Like him, Boyce found her own ways to plug into the community, such as teaching CERT trainings for other students. She joined a LifeGroup that meets on Friday nights after Vespers to fellowship, discuss that evening’s message, and lift each other up. She also became a member of Engage Worship, a student-led worship team that travels across the South, leading out in anything from hymns to contemporary Christian music. Being a part of Engage has helped her learn to be less worried about giving a good performance, and more focused on truly immersing herself and others in praise.
“It has really helped me grow a heart for worship,” she says. “Music connects people in a way that nothing else can.”
Boyce’s major is in outdoor leadership with an emphasis in adventure therapy. She hopes to use her future career to help young adults find healing and peace in the beauty that God created. She loves exploring the great outdoors and has one particularly special memory from her camping class at Southern. On the first day of their trip in the Roane Mountains, it began to mist. They came to a spot where they were supposed to be able to see a striking panorama, but the fog was so thick that they could barely see at all. They went to the viewpoint anyway, and all of a sudden a huge gust of wind vanquished the fog and revealed the breathtaking mountain range that surrounded them. Around the fire that night, they talked about the parallels between that experience and their walks with Christ.

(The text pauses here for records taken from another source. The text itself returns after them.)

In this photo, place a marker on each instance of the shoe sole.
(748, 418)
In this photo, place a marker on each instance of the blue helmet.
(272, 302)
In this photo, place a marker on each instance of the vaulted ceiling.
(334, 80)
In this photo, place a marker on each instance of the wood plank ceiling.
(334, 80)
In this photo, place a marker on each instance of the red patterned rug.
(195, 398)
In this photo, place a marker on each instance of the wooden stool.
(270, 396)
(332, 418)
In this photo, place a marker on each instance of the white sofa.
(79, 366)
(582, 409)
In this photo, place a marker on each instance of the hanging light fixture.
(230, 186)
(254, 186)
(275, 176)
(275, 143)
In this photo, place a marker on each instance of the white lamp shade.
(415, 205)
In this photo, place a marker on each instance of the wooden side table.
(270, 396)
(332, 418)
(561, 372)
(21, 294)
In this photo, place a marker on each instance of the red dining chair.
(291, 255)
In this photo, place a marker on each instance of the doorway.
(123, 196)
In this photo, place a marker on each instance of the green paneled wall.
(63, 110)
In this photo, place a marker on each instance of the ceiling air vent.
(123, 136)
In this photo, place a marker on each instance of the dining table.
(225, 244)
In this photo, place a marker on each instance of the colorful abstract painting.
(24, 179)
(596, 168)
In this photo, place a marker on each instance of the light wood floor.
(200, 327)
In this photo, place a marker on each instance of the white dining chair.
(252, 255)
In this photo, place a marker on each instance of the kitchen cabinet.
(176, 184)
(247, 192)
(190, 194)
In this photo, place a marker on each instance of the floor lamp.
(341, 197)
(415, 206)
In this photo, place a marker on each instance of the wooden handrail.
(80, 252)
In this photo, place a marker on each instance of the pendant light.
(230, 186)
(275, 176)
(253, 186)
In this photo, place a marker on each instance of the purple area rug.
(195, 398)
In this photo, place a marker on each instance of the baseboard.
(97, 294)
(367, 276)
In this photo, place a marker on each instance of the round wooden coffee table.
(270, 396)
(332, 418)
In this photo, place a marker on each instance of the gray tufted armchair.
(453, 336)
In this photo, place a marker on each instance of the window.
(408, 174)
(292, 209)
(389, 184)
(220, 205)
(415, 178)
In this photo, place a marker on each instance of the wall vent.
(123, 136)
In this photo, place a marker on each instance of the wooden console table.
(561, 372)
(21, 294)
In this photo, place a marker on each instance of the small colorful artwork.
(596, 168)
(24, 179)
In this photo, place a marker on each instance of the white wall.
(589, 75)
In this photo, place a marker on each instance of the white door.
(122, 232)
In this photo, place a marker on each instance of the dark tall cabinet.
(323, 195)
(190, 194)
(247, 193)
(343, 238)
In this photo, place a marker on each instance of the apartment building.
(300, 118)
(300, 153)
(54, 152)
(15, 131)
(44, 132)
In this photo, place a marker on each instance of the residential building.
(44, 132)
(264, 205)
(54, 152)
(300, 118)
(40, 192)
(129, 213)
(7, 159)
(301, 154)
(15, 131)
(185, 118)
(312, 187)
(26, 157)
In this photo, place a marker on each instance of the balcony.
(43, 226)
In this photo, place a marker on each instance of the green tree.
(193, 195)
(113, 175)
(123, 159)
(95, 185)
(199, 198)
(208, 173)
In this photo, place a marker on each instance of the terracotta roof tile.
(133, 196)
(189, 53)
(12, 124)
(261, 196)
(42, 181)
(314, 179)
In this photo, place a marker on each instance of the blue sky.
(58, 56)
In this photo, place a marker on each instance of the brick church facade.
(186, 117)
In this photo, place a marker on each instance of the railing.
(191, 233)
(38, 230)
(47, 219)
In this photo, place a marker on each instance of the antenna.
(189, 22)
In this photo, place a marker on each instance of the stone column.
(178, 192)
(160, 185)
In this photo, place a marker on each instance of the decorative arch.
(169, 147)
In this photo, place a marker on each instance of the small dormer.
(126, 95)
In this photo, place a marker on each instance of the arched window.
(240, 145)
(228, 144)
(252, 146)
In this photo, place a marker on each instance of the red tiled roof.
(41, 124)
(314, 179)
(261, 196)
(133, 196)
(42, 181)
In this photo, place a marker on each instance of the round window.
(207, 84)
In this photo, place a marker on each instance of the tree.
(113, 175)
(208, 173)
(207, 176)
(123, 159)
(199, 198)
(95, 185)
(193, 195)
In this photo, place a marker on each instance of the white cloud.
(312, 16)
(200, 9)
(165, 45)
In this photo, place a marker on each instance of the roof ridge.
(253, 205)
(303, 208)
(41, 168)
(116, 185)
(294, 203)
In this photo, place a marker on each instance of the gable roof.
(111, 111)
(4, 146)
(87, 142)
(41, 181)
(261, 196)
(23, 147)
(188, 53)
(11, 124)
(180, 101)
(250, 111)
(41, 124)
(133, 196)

“Sometimes we walk up tall, tiring mountains and have trials in life, and are unable to see why we are being led that way,” says Boyce. “Then, all in His own timing, Jesus blows the fog of life away to reveal the reason He brought us through that trying time. I hope to share this message with others through outreach and my future career.”
Angela Baerg is a Montessori preschool teacher who graduated in 2006 from Southern Adventist University in Collegedale, Tennessee.